World peace? Non-violence? Freedom of expression, assembly, and religion? What's not to like about Dalai Lama and Tibet Awareness Day?
If you read Xinhua, China's state-run news agency, you learn that His Holiness the Dalai Lama is the diabolical mastermind of something called the "Dalai Clique," a splittist group that seeks to wrest Tibet from the Chinese "Motherland." Indeed, the Dalai Lama apparently wants to undermine China's "liberation" of Tibet (that is, its invasion of Tibet in 1950 and occupation to date). According to China's appointed leader in Tibet, Zhang Qingli, the Dalai Lama is "a wolf in monk's clothes, a devil with a human face."
China's leaders decided to invite our legislators to a private party at the Chinese Consulate. Who is on China's A-List legislative team in California? Assembly members willing to kill this resolution include Republicans and Democrats, liberals and conservatives. They come from the north and south, the coast and mountains, our cities and rural communities. Often, these same lawmakers are, in other situations, supporters of human rights. (You can see the whole list of Assembly members and how they voted here: www.tibetjustice.org/acr6-vote.)

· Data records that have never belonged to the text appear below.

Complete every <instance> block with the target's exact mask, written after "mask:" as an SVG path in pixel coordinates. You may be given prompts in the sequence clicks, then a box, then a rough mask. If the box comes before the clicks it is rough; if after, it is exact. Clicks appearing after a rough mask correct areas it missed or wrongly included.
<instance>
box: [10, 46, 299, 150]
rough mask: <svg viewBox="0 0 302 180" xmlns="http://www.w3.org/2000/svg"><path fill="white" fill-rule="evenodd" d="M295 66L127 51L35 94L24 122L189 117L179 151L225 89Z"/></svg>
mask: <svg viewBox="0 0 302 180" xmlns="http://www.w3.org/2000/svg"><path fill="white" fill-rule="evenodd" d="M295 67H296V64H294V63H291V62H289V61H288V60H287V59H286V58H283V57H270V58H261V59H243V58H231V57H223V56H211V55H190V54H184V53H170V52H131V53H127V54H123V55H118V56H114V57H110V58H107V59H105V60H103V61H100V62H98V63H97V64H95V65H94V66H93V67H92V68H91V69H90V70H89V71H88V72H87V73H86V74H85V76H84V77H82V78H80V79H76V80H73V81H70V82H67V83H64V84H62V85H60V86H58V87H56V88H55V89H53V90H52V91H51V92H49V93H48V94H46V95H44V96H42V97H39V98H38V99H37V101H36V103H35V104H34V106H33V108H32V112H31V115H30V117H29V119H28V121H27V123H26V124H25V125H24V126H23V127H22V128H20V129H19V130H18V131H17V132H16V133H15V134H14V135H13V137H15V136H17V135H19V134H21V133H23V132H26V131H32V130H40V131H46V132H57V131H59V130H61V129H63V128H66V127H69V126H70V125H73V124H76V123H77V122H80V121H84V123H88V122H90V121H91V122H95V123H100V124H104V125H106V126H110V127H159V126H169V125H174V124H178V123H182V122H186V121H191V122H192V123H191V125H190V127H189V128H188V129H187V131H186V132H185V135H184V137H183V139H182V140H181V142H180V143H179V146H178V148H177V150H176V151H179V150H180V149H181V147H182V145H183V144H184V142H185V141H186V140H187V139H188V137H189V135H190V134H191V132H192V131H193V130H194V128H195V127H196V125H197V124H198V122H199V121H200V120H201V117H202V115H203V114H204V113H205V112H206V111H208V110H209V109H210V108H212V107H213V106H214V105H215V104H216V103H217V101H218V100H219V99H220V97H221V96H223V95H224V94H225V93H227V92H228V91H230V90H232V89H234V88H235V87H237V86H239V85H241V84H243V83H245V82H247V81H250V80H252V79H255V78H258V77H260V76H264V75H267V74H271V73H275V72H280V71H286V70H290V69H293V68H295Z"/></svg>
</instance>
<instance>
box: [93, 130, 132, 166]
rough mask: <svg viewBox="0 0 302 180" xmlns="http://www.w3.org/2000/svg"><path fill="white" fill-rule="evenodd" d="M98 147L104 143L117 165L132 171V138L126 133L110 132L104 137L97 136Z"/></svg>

Do we really want the Communist Party of China dictating the content of our resolutions?
It doesn't have to be this way. Last week the U.S. House of Representatives, led by California's Nancy Pelosi, passed a resolution commemorating the 50th anniversary of the Tibetan people's uprising against China's occupation on March 10th. Despite the Chinese government's attempts to quash that resolution, it passed by 422 to 1.
So what next? At this point, it's unclear. The Assembly sent ACR 6 back to the Rules Committee, where it may die a slow death. But the Assembly now has to hold public hearings on the merits of the resolution, allowing our citizens to contribute.
Let's be clear: these are our public hearings, not China's. China can't have it both ways. When citizens around the world raise their voices against China's police-state crackdowns in Tibet, against imprisonment and torture of innocent bystanders, or the crushing of freedom to practice religion in Tibet, China tells the world that we should mind our own business: Tibet is an internal matter.
So how come China's dictatorship is free to meddle in California's internal affairs?